FIVE FOR FREEDOM: We Pause for An Announcement

I first met Osborne Perry Anderson nearly 17 years ago.  At the time, he had been dead for 128 years.

Not only dead and gone but forgotten, even though he had been the sole survivor of John Brown’s 1859 raid on Harpers Ferry and had written the only insider account of the event that further divided an already polarized nation and arguably sparked the Civil War.  You know, the one that cost 750,000 lives, freed the slaves and set the stage for generations of white backlash marked by Jim Crow laws, hundreds of lynchings, and all forms of racial discrimination in a color-and-race-obsessed nation that long sought to sanitize and hide from its own history.

Osborne Anderson, I would learn, was one of five African Americans with John Brown at that fateful time and place. The five had long been overshadowed in popular mythology and academic treatments by their charismatic martyred leader, forgotten figures treated as footnotes, if they were treated at all.

Eventually, I got to know all five—along with their roots and branches, their ancestors and descendants.  And I came to realize that their story is also our story and not one to be relegated exclusively to “black” sections in bookstores. Theirs is a story that resonates today in ways we often find difficult to discuss, one that remains, in Gunnar Myrdal’s phrase, “an American Dilemma.”

But, formally, for the past year and a half under contract, it has been my privilege and honor to research and write the story of these “hidden figures” in our history whose legacy lives on, not only in their courageous fight for freedom but in the country’s persistent ambivalence about race–about who we are as a people and whether we can “overcome some day” our history that is still based in so many ways on the original sin of slavery.

Last week, at last, I submitted my completed manuscript for FIVE FOR FREEDOM, my forthcoming book about the African American soldiers in John Brown’s revolutionary army.

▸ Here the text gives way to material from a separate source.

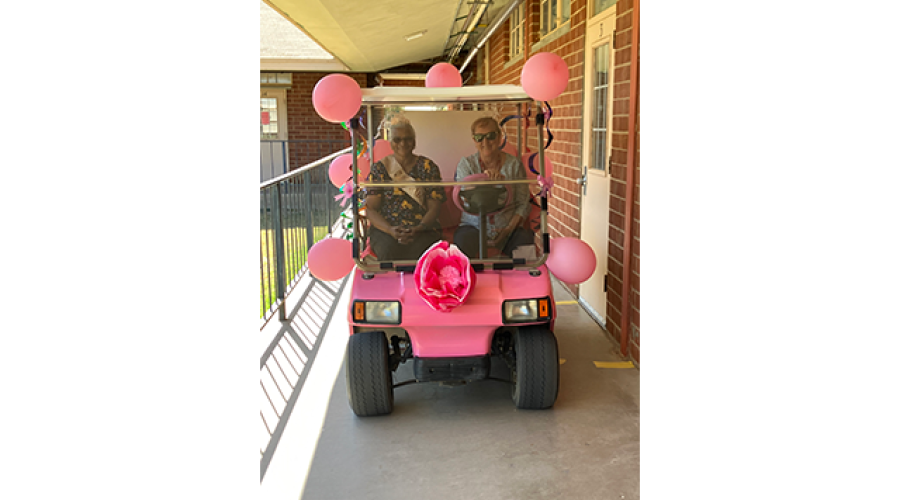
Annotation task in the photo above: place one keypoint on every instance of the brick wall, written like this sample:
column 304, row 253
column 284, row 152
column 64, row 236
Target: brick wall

It is scheduled for release early next year from Lawrence Hill Books, an imprint of Chicago Review Press. http://bit.ly/2detlp8  I look forward not only to its publication but also to the opportunity to bring their story from the past into the present.  It is one of high hopes and dispiriting disappointments, of one step forward and two steps back, of the ongoing struggle for social justice and human dignity.

It is in many ways a dark subject.  It is my hope that my efforts can bring some light into the darkness.

3 Comments

  1. Greg Artzner on July 10, 2017 at 5:37 am

    Very much looking forward to reading your book, Gene. It was a pleasure to meet you and your wife in Annapolis this year.

  2. Cathy Baldau on July 10, 2017 at 9:52 am

    Gene – Congratulations on completing your manuscript! What wonderful news. We here in Harpers Ferry look forward to seeing you and your book soon!

  3. Donna Copeland Hill on October 16, 2017 at 9:55 am

    Gene – Thank you for writing Five for Freedom. I can’t wait to delve into your book.